Abeysinghe noted: “If the EIA indicates that the environmental damage far exceeds the benefits of the project, or that the damage cannot be reversed or mitigated, then the government should rethink whether to proceed with it.”

Meanwhile, she remarked that “the EIA framework in Sri Lanka is governed primarily by two laws passed in 1980 – the National Environmental Act and Coast Conservation Act.” The Coast Conservation Act mainly deals with projects in the coastal areas while the National Environmental Act covers projects in other areas of the country.

“The Right to Information (RTI) Act requires the respective minister to disclose project information three months prior to its commencement,” she explained, adding that “according to Regulation 20 under Section 41 of the act, the publication of information in relation to the procurement process, decision making, contracts and approvals must be made.”

However, she asserted that “compliance with these requirements is significantly low,” and stated that “we filed the RTI request for certain documents but managed to secure only around 50 percent of the information.”

The time it takes to receive the information tends to be drastically longer than the timelines specified in the RTI Act. “Ideally, you should get the information within 28 days but there are instances where it takes more than 150 days,” she observed, while expressing dismay over the fees charged by certain authorities.

“The RTI Act prescribes that if the authorities have to photocopy the documents, they can charge a photocopy fee of Rs. 2 but the Sri Lanka Ports Authority asked us to pay US$ 2 for each side of a page,” Abeysinghe revealed.

Commenting on public participation in development projects, she remarked that “public participation will build confidence among the public about the projects – and prevent costs of either cancelling or reversing a project that has already commenced in response to public outrage that may result from a lack of information.”

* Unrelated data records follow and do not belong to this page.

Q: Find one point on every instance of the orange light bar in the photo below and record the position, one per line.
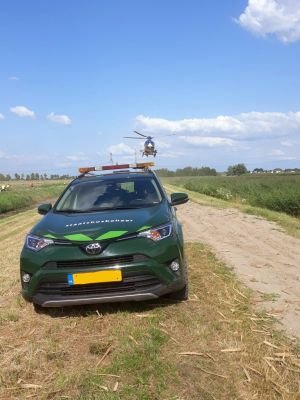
(85, 170)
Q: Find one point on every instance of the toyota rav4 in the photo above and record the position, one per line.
(109, 237)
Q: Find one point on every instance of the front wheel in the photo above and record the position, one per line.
(180, 295)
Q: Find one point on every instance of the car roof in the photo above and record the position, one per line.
(112, 176)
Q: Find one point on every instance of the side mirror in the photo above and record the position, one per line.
(179, 198)
(44, 208)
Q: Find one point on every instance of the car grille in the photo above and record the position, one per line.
(132, 282)
(101, 262)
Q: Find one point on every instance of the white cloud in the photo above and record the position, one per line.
(121, 149)
(252, 125)
(286, 143)
(278, 17)
(277, 152)
(22, 111)
(77, 157)
(60, 119)
(5, 156)
(207, 141)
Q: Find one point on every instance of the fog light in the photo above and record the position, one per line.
(26, 277)
(174, 266)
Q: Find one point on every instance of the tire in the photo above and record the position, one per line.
(180, 295)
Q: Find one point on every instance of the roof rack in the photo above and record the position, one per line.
(144, 166)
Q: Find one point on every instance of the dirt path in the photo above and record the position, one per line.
(264, 257)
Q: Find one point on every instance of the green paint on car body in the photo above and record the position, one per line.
(111, 235)
(49, 236)
(144, 228)
(78, 237)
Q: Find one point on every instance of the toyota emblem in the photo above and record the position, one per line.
(93, 248)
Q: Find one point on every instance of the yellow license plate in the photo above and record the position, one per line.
(114, 275)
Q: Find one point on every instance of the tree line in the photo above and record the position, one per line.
(187, 171)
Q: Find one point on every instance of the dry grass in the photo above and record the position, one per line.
(214, 346)
(290, 224)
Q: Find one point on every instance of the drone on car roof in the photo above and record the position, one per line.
(149, 145)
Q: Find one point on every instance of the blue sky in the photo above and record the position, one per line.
(75, 77)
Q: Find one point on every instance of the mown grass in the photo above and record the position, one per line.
(27, 194)
(290, 224)
(214, 346)
(274, 192)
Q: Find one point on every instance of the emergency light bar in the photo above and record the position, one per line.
(85, 170)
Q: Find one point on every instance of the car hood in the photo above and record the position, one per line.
(101, 225)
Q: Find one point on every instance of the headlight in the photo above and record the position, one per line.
(158, 233)
(37, 243)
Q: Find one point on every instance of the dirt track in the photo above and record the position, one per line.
(264, 257)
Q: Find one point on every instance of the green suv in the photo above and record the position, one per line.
(110, 237)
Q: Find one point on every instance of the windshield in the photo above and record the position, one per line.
(103, 194)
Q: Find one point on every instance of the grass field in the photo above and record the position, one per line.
(214, 346)
(274, 192)
(23, 194)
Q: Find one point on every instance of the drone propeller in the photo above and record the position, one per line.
(141, 134)
(133, 137)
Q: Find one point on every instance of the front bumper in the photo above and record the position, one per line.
(145, 267)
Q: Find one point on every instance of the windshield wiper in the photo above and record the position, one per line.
(70, 211)
(112, 208)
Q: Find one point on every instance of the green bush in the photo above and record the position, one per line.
(275, 192)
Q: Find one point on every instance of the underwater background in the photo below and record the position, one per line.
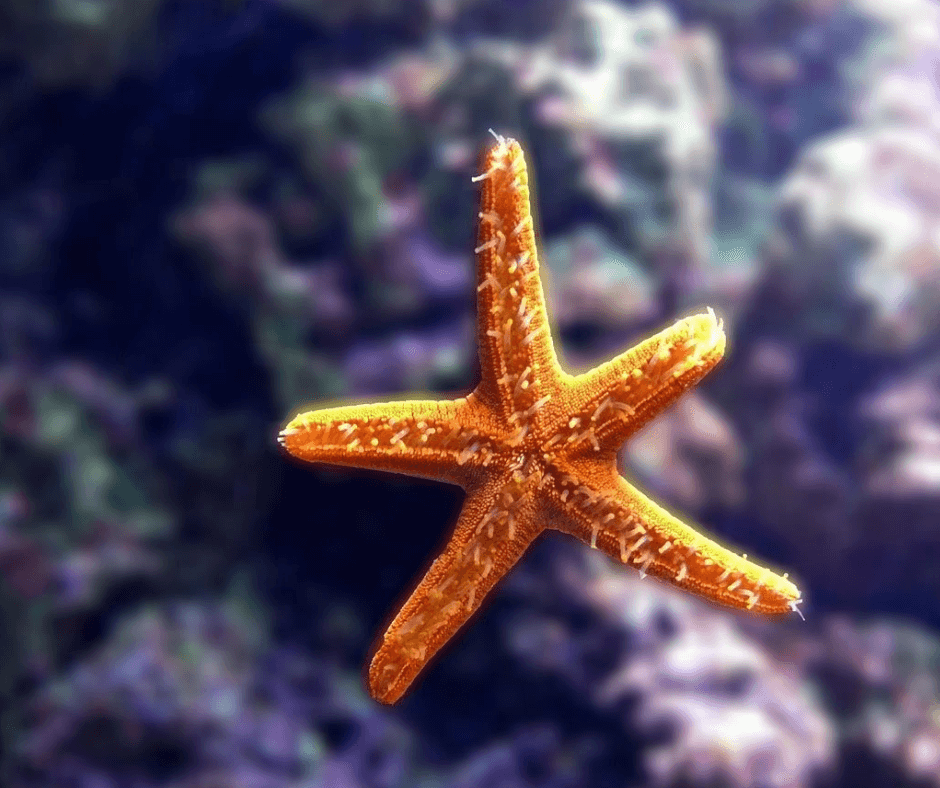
(213, 214)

Furthermore, she noted: “The Belt and Road Initiative (BRI) is a very broad concept with an emphasis on infrastructure and connectivity,” and added that “it provides funding to a much needed area since the funds available to meet the infrastructure requirements of a developing economy are insufficient.”

Therefore, she welcomed the idea of funding from China.

Moreover, Abeysinghe stressed that “connectivity is a major problem in South Asia,” which deters  economic progress in the region – and emphasised that in terms of funding, “the governance aspect of it is important.”

Adding that “Sri Lanka’s regulatory framework has many gaps that potentially risk these projects from being implemented without necessarily benefitting the people,” she highlighted the need to address the weaknesses in the regulatory framework.

Abeysinghe said: “In a recent study, we analysed 50 concessional loans taken by the Sri Lankan government between 2005 and 2018 to fund infrastructure,” and found that “these loans came at a higher cost than if they’d come through international competitive bidding.”

Summing up, she stated: “Unsolicited proposals across the world have a tendency to be less transparent, and are more likely to be subject to corruption and malpractices.”

“Sri Lanka should strengthen its regulatory framework and increase transparency to ensure there is a data driven scientific process for decision making,” Abeysinghe concluded.